Because of his commitment to several television shows, in particular the long-lasting series The Saint, Roger Moore was unavailable for the James Bond franchise for a considerable time. His participation in The Saint was not only as actor, but also as a producer and director, and he also became involved in developing the series The Persuaders!. Although, in 1964, he made a guest appearance as James Bond in the comedy series Mainly Millicent, Moore stated in his autobiography My Word Is My Bond (2008) that he had neither been approached to play the character in Dr. No, nor does he feel that he had ever been considered. It was only after Sean Connery had declared in 1966 that he would not play Bond any longer that Moore became aware that he might be a contender for the role. However, after George Lazenby was cast in 1969’s On Her Majesty’s Secret Service and Connery played Bond again in Diamonds Are Forever (1971), Moore did not consider the possibility until it seemed abundantly clear that Connery had in fact stepped down as Bond for good.

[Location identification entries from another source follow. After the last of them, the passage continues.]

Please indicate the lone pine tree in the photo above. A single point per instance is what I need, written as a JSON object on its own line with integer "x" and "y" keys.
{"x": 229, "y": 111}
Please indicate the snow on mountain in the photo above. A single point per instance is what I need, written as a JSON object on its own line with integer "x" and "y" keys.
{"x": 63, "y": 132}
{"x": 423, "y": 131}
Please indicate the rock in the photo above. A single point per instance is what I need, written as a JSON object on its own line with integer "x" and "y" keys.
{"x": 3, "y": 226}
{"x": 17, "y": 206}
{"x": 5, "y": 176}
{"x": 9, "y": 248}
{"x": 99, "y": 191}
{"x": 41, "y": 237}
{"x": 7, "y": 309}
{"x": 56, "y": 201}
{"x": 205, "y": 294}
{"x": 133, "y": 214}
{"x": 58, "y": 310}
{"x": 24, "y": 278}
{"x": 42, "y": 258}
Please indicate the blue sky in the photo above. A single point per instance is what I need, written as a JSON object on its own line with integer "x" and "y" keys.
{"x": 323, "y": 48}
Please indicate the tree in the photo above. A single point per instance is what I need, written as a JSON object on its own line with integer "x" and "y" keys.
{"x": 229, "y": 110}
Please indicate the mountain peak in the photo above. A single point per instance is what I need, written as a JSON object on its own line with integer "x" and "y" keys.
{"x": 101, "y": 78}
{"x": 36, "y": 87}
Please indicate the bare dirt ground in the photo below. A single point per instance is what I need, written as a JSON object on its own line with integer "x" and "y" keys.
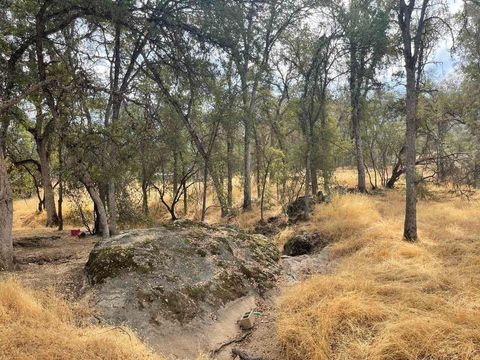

At that point Moore was approached, and he accepted producer Albert Broccoli’s offer in August 1972. In his autobiography Moore writes that he had to cut his hair and lose weight for the role. Although he resented having to make those changes, he was finally cast as James Bond in Live and Let Die (1973).
After Live and Let Die, Moore continued to portray Bond in The Man with the Golden Gun (1974); The Spy Who Loved Me (1977); Moonraker (1979); For Your Eyes Only (1981); Octopussy (1983); and A View to a Kill (1985).
Moore is the longest-serving James Bond actor, having spent 12 years in the role (from his debut in 1973, to his retirement from the role in 1985), having made seven of the Eon Production Bond films in a row. Moore is the oldest actor to have played Bond – he was 45 in Live and Let Die (1973), and 58 when he announced his retirement on 3 December 1985.
Moore’s Bond was very different from the version created by Ian Fleming. Screenwriters like George MacDonald Fraser provided scenarios in which Moore was cast as a seasoned, debonair playboy who would always have a trick or gadget in stock when he needed it. This was designed to serve the contemporary taste of the 1970s. Moore’s version of Bond was also known for his sense of humour and witty one liners, but also a skilled detective with a cunning mind.
In 2004, Moore was voted ‘Best Bond’ in an Academy Awards poll, and he won with 62% of votes in another poll in 2008. In 1987 he hosted Happy Anniversary 007: 25 Years of James Bond.